Growth stocks are analysts' favorite target and the area where they do the most damage. In theory, a growth stock that meets its expectations or exceeds them should see positive results in the value of its stock. The reality is that growth stocks gain very little benefit by exceeding expectations because it is generally believed that they are supposed to. This starts a dangerous cycle as analysts continue to raise the bar according to these new expectations.
Worse yet, a growth stock that fails to meet earnings expectations isn't merely given a slap on the wrist as might be expected with falling a few percent short, but is instead summarily executed. This is largely due to the fact that growth stocks are trading at high multiples of earnings. Investors who buy these stocks believe that growth stocks will repay them by earning more and more in the future. Analysts then provide the measure by which investors check if their faith in a stock is justified, giving them the ability to shoot down a stock when it falls below the benchmark they've set.
In contrast, value stocks are often bulletproof when it comes to analysts' forecasts. They are helped a little when they exceed expectations, but falling short rarely has much effect. There are many reasons for this: they trade at low multiples of earnings, the majority of investors in value stocks tend to buy and hold rather than trade, investor expectations are lower for value stocks and are already reflected in the share prices, and so on.
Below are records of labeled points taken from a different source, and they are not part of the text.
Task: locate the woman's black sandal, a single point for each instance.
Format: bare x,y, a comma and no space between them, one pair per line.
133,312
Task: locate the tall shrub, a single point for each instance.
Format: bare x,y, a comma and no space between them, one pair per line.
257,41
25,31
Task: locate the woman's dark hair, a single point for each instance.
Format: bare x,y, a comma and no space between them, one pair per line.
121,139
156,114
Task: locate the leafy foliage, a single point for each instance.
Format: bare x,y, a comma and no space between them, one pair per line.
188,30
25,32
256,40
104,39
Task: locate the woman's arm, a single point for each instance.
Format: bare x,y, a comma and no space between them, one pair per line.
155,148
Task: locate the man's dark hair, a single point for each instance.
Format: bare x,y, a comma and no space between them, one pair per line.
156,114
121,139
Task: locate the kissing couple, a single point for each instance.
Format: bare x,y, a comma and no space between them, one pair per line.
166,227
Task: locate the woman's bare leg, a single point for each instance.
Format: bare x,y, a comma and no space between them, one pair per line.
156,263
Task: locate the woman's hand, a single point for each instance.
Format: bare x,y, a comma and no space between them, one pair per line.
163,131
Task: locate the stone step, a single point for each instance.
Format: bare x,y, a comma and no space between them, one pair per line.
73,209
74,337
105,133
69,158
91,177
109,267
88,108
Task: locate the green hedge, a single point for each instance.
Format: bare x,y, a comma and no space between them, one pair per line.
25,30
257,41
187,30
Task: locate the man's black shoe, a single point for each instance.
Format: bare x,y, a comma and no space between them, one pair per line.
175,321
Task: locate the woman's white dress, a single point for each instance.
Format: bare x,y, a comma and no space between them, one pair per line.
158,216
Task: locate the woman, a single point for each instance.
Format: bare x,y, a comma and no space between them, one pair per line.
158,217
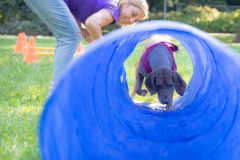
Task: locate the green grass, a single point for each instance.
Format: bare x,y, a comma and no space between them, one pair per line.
24,88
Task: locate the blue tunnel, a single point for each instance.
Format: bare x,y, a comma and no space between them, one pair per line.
90,115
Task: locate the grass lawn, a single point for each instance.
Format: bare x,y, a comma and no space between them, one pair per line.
24,88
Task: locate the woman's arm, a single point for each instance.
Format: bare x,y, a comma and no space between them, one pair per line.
84,32
96,21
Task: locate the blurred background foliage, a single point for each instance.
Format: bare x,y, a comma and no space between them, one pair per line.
208,15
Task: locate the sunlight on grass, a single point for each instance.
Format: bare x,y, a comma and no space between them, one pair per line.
24,88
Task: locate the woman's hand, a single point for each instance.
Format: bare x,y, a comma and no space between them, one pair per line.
86,36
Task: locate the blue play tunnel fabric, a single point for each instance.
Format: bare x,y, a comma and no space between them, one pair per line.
90,115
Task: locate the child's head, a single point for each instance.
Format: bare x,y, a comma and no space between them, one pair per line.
132,11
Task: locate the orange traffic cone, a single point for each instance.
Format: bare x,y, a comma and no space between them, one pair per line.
30,55
80,48
21,43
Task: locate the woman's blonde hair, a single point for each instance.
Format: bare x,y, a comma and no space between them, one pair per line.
142,4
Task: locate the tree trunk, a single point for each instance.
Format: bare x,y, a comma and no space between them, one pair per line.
237,38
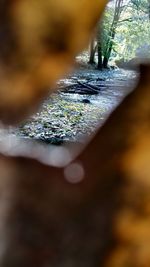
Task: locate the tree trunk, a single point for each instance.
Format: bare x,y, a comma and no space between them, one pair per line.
99,50
112,33
92,52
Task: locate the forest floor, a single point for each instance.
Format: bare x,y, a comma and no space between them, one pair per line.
83,101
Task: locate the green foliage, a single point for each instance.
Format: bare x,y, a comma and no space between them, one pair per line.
131,31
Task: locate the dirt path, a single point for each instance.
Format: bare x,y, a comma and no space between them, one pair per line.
84,100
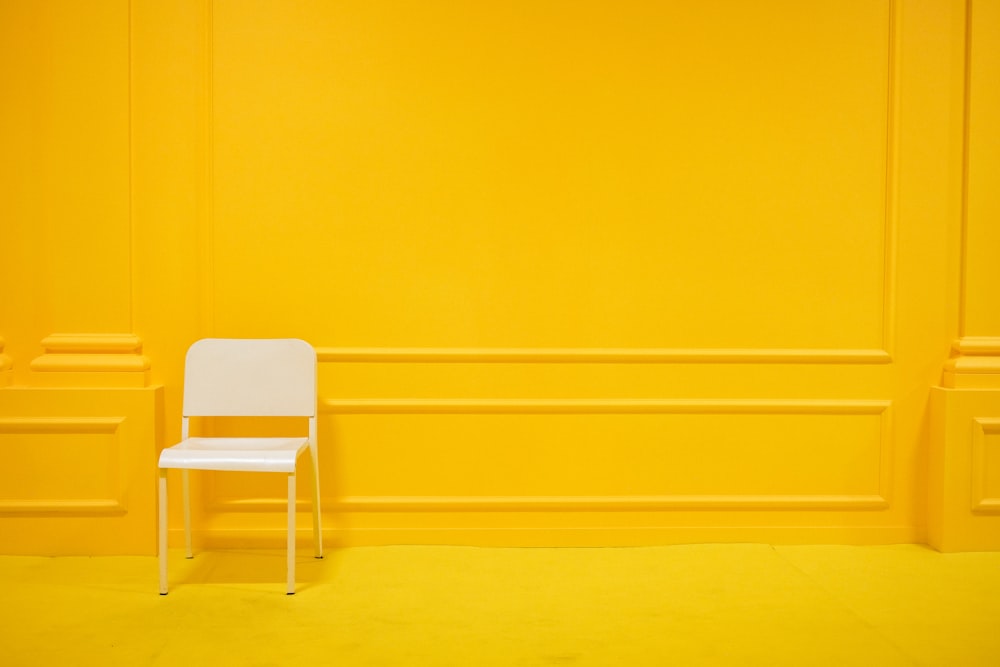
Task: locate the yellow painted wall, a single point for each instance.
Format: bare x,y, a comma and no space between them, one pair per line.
577,272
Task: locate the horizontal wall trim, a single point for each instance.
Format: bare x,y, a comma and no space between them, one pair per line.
601,406
90,343
658,503
599,355
48,425
88,507
978,345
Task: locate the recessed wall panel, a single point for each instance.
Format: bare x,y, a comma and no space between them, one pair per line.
707,175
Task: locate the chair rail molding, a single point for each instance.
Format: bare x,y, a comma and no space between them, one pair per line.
91,359
975,364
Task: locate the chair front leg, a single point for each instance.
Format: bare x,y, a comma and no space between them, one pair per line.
186,491
291,534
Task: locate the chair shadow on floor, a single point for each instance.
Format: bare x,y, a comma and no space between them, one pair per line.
252,567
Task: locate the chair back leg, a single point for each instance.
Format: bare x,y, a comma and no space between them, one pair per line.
317,518
162,532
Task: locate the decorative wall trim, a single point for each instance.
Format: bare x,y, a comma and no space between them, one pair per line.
976,346
602,406
617,503
96,356
461,355
984,430
64,426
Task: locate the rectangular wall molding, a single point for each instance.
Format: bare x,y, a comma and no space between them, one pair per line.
404,355
610,503
112,504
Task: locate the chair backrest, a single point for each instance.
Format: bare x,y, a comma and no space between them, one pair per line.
234,377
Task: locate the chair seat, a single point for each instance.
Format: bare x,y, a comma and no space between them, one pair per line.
239,454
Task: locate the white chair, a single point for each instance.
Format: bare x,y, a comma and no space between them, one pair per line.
245,378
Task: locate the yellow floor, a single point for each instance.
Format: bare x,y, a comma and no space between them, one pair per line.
680,605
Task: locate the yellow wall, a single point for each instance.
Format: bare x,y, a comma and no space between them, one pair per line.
577,272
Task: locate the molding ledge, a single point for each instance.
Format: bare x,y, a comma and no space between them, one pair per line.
975,364
91,360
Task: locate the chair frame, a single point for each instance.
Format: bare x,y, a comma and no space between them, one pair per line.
194,406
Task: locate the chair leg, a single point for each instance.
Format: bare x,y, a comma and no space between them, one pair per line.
186,484
291,534
162,536
317,519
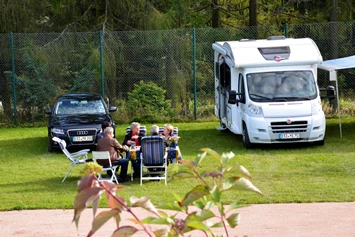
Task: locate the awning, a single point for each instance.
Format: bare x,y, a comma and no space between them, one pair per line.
337,64
332,66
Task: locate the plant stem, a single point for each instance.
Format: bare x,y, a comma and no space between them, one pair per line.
129,209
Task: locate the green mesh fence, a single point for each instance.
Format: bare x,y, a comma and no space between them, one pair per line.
45,65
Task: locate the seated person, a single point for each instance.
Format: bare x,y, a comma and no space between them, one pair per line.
135,136
108,143
104,125
154,131
168,134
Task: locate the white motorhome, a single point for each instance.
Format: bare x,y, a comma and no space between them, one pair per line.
266,90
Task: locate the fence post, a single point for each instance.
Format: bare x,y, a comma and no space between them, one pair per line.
194,67
13,76
286,30
101,67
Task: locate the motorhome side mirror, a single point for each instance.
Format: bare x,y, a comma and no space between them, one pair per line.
48,111
112,108
330,92
232,97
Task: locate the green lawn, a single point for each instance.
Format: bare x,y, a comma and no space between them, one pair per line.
31,177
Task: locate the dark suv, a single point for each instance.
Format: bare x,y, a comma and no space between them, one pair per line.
77,119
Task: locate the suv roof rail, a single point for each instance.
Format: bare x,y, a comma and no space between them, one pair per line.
277,37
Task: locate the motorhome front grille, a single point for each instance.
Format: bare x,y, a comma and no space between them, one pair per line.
82,132
293,127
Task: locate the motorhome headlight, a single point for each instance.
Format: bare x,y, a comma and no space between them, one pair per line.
316,107
57,130
255,110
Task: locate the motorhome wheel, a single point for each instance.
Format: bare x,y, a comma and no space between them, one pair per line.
246,142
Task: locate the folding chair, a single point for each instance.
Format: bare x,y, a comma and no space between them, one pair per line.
153,156
175,131
75,158
142,130
105,155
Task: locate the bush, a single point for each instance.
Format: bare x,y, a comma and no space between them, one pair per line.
148,100
203,197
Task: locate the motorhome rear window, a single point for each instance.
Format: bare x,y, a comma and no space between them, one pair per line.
271,53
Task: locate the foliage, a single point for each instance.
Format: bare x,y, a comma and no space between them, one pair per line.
204,197
84,81
173,140
148,99
35,87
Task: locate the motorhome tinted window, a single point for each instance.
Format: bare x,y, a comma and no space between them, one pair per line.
283,86
75,107
271,53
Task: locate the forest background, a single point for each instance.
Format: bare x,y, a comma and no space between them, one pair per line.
49,33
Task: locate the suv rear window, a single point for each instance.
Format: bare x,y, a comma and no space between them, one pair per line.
75,107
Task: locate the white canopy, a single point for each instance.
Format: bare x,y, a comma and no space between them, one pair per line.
332,66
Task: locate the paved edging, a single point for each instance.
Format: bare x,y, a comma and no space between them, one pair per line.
311,219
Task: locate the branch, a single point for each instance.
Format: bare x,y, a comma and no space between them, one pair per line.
105,21
67,27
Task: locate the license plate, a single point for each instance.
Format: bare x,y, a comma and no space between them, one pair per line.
289,136
83,139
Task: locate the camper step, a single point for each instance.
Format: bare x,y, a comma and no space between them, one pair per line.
220,128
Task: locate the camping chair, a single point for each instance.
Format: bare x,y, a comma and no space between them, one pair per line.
75,158
153,156
105,155
175,131
143,131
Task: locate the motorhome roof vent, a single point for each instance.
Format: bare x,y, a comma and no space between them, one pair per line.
275,53
278,37
244,40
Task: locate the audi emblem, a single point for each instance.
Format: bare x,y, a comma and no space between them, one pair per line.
82,133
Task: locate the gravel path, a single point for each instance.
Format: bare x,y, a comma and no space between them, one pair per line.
313,219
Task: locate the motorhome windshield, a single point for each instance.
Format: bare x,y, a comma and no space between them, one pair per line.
281,86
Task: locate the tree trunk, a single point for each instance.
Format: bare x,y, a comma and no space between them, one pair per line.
215,14
252,13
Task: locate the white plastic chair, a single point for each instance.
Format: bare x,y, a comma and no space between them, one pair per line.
153,159
75,158
105,155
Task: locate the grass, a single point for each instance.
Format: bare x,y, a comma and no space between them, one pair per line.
31,177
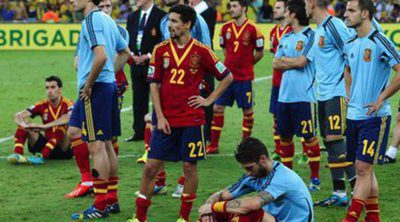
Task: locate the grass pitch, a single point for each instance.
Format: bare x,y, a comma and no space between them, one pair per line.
36,193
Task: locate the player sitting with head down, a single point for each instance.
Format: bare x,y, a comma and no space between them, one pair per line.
176,70
53,144
281,193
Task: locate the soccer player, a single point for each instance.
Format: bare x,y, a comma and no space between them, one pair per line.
243,46
53,144
281,193
330,35
297,91
176,70
276,34
81,153
370,57
96,111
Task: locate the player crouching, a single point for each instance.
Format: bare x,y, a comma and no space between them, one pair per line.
281,193
53,144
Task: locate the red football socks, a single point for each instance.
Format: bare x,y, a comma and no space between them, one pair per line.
112,188
142,205
100,194
372,210
186,205
314,156
355,210
216,128
19,140
287,153
160,178
248,121
81,154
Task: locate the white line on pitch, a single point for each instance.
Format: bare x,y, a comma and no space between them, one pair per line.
127,109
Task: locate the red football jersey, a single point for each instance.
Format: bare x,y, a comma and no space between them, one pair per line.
239,43
49,113
180,72
275,35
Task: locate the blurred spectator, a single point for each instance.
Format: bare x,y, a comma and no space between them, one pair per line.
7,13
66,12
50,16
266,12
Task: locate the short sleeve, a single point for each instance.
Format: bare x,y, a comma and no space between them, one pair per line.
389,53
240,188
216,67
259,40
93,29
154,73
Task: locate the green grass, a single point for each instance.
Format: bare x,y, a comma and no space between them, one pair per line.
30,193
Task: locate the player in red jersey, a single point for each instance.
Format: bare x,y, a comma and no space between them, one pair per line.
176,71
53,144
239,38
277,32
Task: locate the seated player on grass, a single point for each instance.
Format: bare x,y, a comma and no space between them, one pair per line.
281,194
53,144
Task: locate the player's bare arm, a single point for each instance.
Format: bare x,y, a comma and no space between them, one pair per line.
279,64
162,123
121,58
389,91
100,58
347,79
295,63
198,101
258,56
22,118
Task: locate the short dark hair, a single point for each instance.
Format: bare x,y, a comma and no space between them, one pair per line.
298,7
187,13
96,2
56,79
367,5
250,150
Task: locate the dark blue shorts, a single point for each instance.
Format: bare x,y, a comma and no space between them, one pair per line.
185,144
241,91
367,139
273,103
98,117
296,119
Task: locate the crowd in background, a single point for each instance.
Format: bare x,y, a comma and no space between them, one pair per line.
61,11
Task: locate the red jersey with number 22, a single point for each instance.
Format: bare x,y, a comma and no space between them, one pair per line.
239,43
180,72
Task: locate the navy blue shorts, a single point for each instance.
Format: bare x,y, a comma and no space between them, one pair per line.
367,139
296,119
273,103
98,117
185,144
241,91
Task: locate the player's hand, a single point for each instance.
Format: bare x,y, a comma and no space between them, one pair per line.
86,92
163,125
374,107
198,101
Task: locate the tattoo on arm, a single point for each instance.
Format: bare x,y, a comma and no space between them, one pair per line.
265,198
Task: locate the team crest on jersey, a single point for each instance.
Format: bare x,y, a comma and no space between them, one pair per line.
367,55
299,45
228,33
166,62
321,42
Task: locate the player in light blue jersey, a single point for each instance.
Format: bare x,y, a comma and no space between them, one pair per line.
297,93
327,55
370,58
199,31
96,112
281,194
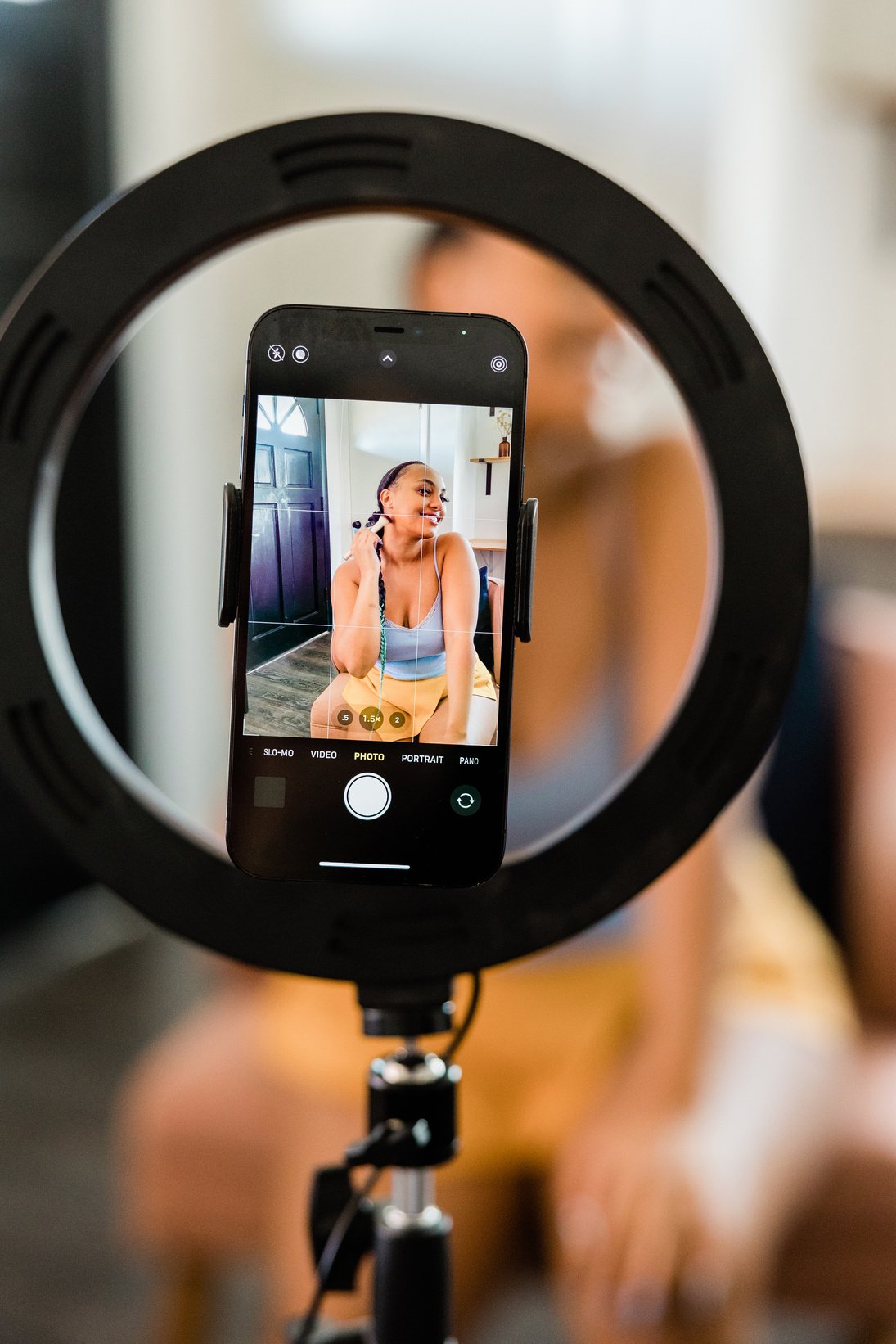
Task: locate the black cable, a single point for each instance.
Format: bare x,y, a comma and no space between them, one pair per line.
331,1252
468,1022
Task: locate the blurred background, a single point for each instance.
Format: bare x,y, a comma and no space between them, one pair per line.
764,133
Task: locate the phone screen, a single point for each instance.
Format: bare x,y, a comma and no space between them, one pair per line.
382,484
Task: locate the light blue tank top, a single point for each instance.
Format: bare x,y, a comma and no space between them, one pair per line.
416,651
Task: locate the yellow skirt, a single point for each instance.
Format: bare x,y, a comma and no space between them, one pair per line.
410,703
548,1034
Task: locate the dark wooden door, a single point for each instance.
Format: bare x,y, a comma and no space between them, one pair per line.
290,574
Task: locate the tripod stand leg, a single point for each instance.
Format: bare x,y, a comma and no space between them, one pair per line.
412,1280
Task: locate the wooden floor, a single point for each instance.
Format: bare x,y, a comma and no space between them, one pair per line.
281,692
81,994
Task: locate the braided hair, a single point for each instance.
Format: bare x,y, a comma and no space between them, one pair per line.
389,479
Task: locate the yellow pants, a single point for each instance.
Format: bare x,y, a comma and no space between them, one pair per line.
412,701
547,1035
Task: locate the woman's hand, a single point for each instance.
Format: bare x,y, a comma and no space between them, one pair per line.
634,1245
364,552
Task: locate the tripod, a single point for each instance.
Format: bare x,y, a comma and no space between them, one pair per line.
412,1109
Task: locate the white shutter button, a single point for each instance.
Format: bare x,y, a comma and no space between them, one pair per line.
367,796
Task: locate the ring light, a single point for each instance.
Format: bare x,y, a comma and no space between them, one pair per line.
61,335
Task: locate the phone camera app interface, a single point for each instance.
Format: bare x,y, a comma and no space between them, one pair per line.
376,582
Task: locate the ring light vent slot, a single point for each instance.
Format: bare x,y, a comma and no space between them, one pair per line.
37,746
716,356
27,368
336,152
722,718
356,936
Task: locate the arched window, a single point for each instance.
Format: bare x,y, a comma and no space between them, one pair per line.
282,413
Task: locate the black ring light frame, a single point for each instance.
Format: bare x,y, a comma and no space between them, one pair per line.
60,337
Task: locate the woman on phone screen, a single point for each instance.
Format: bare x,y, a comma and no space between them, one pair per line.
404,611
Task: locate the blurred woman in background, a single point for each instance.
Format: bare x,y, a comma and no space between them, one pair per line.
671,1090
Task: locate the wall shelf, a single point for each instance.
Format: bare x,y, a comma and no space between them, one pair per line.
488,468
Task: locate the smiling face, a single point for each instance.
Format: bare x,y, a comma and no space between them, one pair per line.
416,502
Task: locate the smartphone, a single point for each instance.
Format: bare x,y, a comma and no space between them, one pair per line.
376,596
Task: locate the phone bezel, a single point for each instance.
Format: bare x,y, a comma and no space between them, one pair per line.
61,335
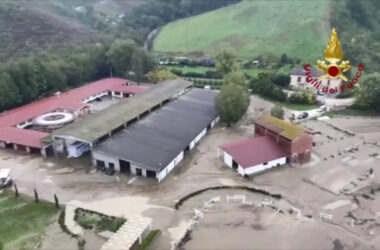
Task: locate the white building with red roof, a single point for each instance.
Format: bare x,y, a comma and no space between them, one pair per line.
254,155
18,128
276,142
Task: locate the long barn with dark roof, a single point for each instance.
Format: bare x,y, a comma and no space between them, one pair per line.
276,142
153,146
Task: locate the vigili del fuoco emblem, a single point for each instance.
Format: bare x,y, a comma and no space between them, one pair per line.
333,54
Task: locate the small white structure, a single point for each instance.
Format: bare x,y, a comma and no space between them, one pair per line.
77,149
298,80
253,155
236,198
325,217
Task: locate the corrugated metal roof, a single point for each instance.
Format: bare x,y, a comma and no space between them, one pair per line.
24,137
70,100
155,140
96,125
284,128
253,151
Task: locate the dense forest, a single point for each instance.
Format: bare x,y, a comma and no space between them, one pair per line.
44,71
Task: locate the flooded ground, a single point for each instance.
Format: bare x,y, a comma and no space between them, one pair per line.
313,188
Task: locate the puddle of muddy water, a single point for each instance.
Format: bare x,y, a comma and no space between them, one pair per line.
56,239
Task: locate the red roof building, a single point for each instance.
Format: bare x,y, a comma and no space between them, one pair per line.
253,151
75,100
276,143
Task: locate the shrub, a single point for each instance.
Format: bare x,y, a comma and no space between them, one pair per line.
304,97
194,74
277,111
177,72
213,74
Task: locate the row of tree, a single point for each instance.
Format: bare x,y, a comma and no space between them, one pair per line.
368,94
26,79
234,97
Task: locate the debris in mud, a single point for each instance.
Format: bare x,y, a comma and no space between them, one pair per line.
338,245
257,227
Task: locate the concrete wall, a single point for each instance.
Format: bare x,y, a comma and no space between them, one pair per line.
161,175
107,160
91,98
261,167
227,159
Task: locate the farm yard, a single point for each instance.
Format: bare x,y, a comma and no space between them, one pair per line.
203,169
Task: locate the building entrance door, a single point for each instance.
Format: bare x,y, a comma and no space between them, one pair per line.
138,172
125,166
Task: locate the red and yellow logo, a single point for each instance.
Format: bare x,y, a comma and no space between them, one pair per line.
333,54
333,69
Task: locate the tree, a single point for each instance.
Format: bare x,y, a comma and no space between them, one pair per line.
137,62
120,54
56,201
263,85
236,77
36,196
226,61
281,80
16,190
9,92
277,111
284,59
232,103
157,76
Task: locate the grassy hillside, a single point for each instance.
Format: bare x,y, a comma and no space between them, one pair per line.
26,27
296,27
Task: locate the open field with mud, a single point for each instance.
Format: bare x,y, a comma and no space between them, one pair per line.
336,182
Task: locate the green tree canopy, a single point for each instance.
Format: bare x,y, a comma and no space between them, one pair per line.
9,93
120,54
226,61
236,77
232,103
277,111
157,76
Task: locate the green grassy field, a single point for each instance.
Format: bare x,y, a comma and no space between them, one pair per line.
22,221
297,106
252,72
351,112
296,27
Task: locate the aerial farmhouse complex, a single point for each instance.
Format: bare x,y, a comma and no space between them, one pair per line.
27,127
128,128
298,80
276,142
154,145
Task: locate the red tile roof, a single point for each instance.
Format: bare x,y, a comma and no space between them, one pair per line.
70,100
254,151
24,137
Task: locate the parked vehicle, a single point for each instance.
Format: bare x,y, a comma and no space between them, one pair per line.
5,179
322,109
208,62
303,115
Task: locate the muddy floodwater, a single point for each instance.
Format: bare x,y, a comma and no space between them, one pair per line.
235,225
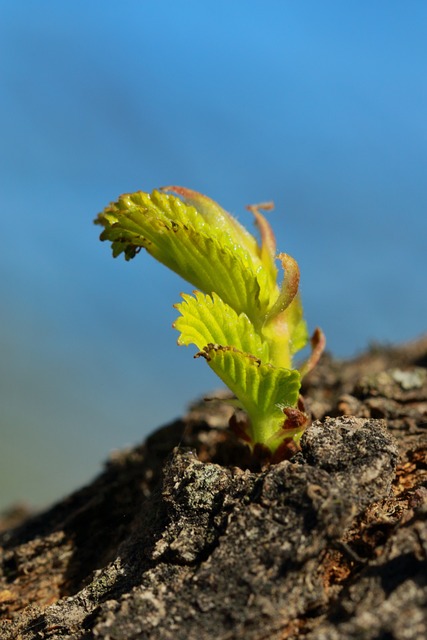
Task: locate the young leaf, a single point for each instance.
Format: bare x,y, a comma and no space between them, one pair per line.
178,236
262,390
207,319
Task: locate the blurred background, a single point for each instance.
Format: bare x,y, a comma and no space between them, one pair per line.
319,106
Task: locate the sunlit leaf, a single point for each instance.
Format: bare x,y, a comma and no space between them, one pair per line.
207,319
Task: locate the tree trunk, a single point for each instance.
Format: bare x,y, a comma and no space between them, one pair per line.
179,539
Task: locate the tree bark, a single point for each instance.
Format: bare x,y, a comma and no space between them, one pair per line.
179,538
An investor in value stocks can do well by buying when the stock fails to meet earnings forecasts and selling when it exceeds them.
Who's at fault?
So whose fault is it when a stock, particularly a growth stock, is punished? The future is an unruly creature that tends to bucks more the tighter one tries to rein it in. By taking the current data that accountants provide and trying to weave it into some picture of the future, analysts are doing the company a disservice by pretending to remove uncertainty from the equation.
Growth stocks can become slaves to the overly optimistic predictions of analysts to the point where a good company, through the enthusiasm of investors spurred by analysts, watches its stock become disconnected from its current operations and linked to some future version of itself. Then the choice is whether to disappoint investors and cause a correction, or expand rapidly, and often recklessly, to realize the destiny that the analysts have mapped out, driving the bar up again.
The Bottom Line
Analysts' predictions exist because traders demand them. The actions traders take based on these predictions reinforce the utility of analysts. Although the actions of analysts have little impact on the investment strategies of value investors, they are essential for the more active investors. Analysts provide an opportunity for traders to profit from the uncertainty their predictions (and the traders' reactions to those predictions) help exacerbate. For the companies represented by the growth stocks that analysts watch, analysts are sometimes akin to gun-wielding bandits telling them to shut up and get inside the box.